Le gouvernement conservateur polonais a entrepris de réécrire l’histoire de ce pays afin de se distancier des crimes antisémites de la Deuxième Guerre mondiale et de la période communiste qui a suivi. Cependant, ce travail de restauration de la mémoire nationale ne se fait pas sans rouvrir des blessures du passé.
Le vendredi matin, il y a foule au marché aux puces du quartier Kazimierz de Cracovie. Les badauds et les touristes se pressent autour des kiosques de breloques et de souvenirs.
Difficile d’imaginer que ce quartier très couru et branché de Cracovie était autrefois un faubourg très pauvre où se concentrait l’une des plus importantes minorités juives d’Europe centrale. Avant la Deuxième Guerre mondiale, quelque 60 000 Juifs vivaient à Kazimierz, soit le quart des habitants de Cracovie.
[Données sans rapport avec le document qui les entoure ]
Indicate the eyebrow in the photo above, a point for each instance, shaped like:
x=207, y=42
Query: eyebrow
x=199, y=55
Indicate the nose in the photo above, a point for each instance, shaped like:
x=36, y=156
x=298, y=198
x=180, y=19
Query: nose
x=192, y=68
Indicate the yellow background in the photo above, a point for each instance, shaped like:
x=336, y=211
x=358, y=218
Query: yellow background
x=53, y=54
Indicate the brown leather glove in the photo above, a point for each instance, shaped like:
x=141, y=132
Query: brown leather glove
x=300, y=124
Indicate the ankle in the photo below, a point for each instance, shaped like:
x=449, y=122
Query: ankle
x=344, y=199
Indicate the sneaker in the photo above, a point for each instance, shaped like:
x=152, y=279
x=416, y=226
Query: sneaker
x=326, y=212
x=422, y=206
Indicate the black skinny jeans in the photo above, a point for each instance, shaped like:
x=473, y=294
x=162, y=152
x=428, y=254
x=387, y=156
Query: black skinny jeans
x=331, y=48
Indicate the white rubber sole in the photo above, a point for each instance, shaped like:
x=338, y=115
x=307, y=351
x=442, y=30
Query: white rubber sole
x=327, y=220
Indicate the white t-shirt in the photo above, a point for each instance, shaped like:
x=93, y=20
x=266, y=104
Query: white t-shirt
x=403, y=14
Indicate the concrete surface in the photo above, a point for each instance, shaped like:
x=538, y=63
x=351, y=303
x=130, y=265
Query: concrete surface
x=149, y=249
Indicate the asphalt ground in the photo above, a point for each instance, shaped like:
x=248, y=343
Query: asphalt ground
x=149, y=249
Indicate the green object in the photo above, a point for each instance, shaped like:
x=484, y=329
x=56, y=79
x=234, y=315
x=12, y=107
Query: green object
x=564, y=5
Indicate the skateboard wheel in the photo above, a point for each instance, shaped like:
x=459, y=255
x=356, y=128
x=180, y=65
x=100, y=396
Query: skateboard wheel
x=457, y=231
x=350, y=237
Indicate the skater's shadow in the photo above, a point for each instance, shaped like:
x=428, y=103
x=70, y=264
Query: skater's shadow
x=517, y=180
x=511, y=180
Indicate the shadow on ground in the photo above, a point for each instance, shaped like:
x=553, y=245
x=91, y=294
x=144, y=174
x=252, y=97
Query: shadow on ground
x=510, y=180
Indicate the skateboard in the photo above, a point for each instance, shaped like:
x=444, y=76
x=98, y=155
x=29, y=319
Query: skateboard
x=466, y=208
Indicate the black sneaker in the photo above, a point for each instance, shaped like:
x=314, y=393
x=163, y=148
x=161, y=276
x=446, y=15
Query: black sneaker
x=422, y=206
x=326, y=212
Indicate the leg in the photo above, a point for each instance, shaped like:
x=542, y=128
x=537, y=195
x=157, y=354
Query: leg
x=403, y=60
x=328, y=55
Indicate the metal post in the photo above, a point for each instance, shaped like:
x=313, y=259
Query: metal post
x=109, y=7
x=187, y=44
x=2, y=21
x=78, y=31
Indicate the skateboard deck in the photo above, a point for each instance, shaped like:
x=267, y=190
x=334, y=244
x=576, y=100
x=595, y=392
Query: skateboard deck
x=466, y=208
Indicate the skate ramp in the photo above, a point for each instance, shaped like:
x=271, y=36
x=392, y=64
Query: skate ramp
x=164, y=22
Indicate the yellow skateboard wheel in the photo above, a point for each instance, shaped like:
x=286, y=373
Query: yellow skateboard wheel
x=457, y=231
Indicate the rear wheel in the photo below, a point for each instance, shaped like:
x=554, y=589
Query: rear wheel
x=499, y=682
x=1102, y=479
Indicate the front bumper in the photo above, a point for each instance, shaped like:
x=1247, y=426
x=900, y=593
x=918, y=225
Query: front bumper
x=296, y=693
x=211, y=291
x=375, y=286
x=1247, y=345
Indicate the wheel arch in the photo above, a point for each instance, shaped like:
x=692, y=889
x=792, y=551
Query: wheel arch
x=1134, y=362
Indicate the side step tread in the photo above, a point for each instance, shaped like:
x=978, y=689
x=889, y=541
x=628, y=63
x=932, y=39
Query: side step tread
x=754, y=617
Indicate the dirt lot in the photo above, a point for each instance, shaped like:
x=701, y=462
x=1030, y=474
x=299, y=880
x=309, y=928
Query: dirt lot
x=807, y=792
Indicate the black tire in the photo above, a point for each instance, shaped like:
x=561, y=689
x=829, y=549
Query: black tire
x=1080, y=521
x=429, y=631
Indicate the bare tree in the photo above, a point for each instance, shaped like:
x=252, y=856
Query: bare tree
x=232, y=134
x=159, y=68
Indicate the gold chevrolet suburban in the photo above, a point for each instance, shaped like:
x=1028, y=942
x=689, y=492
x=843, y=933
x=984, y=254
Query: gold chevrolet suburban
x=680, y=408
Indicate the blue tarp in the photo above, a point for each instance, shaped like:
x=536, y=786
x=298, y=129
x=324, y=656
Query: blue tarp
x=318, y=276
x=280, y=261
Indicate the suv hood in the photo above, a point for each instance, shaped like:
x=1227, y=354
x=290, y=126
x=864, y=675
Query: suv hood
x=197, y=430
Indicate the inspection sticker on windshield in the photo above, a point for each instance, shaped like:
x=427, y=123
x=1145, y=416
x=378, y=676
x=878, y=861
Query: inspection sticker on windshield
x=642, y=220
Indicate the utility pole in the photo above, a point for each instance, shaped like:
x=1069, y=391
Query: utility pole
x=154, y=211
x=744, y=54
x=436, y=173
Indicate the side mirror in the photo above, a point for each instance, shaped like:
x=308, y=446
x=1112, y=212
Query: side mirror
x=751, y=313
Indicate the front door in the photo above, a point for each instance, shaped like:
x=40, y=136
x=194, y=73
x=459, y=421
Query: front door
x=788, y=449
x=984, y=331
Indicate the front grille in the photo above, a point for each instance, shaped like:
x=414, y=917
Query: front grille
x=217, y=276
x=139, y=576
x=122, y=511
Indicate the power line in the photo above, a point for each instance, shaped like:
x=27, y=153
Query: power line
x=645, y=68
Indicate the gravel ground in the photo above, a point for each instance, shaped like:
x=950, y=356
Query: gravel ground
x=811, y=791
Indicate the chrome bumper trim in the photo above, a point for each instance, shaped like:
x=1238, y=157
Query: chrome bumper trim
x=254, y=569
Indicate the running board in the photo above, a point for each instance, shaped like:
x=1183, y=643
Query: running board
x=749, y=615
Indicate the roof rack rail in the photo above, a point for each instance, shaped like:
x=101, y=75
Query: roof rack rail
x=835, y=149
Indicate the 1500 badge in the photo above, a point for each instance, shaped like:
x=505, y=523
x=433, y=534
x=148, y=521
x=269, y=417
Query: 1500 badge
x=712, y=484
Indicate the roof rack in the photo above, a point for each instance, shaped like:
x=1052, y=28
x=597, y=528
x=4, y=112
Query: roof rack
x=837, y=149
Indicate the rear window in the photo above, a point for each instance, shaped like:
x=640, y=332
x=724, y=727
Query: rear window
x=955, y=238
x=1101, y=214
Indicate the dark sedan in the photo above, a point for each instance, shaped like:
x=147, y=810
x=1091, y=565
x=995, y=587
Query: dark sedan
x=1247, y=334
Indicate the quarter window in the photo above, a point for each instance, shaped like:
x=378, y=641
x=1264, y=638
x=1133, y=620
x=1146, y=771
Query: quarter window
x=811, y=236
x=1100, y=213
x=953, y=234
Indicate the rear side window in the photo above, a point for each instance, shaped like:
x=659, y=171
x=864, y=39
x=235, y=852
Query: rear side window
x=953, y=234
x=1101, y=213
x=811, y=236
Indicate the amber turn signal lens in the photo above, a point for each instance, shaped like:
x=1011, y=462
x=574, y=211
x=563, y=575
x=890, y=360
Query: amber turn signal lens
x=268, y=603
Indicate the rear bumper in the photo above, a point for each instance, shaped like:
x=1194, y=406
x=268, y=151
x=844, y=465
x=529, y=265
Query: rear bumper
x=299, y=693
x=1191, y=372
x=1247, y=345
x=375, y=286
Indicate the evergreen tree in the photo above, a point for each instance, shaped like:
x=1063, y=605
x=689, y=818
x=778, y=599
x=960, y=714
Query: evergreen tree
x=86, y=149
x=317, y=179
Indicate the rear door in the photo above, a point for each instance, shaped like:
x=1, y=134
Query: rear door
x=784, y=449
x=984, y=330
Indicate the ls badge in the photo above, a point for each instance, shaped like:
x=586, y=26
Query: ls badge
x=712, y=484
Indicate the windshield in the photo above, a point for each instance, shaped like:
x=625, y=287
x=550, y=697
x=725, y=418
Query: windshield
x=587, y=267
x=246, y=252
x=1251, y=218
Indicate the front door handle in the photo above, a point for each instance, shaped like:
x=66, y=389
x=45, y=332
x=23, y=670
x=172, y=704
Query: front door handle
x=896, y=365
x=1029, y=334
Au total, la Pologne comptait à l’époque une population de 3 millions de Juifs.
En 1945, 90 % d’entre eux ont été exterminés, notamment au camp de concentration voisin d’Aushwitz-Birkenau, situé à une soixantaine de kilomètres de là.
Or, même si la population juive y est maintenant très modeste, on assiste, depuis quelques années, à un véritable renouveau de la culture juive à Cracovie. Des événements et des festivals viennent régulièrement souligner l’apport unique de la pensée et des traditions juives dans le patrimoine historique de la Pologne.
Le reportage de Frank Desoer est diffusé le 20 janvier à l’émission Désautels le dimanche sur ICI PREMIÈRE.
Le Centre communautaire juif de Cracovie, qui a ouvert ses portes il y a 10 ans, est certainement l’un des principaux foyers de cette revitalisation culturelle. Fait intéressant, la moitié de ses employés et bénévoles ne sont pas Juifs. C’est le cas notamment de sa directrice, Anna Golinska.
« On ne peut pas séparer l’histoire juive de l’histoire de la Pologne. C’est le devoir du peuple polonais de prendre soin de cet héritage. C’est pourquoi j’ai suivi des cours en études juives à l’Université Jagellone de Cracovie », raconte-t-elle.
La jeune génération dont je fais partie réalise l’ampleur de ce legs et fait de son mieux pour revitaliser cette communauté et pour se souvenir de son passé.
Au Centre communautaire, beaucoup de non-Juifs assistent aux causeries hebdomadaires sur la Torah, animées par le rabbin Avi Baumol. Ils veulent se réapproprier en quelque sorte un héritage culturel et religieux, longtemps dévalorisé, voire censuré en Pologne.
De nombreux Juifs polonais retrouvent aussi leurs racines. C’est le cas notamment de Marcjanna Kubala, 26 ans, qui n’a appris qu’à l’adolescence qu’elle était juive.
Des plaies historiques toujours vives
Au moment où la société civile polonaise réhabilite la mémoire et la culture juives, certains gestes du gouvernement nationaliste de droite du parti Droit et justice tendent à ranimer des tensions du passé.
Au printemps dernier, la loi sur l’Holocauste, visant à sanctionner toute tentative d’imputer à la nation ou à l’État polonais la responsabilité du génocide des Juifs commis au pays durant la Deuxième Guerre mondiale, a suscité de vives réactions, notamment de la part du gouvernement israélien.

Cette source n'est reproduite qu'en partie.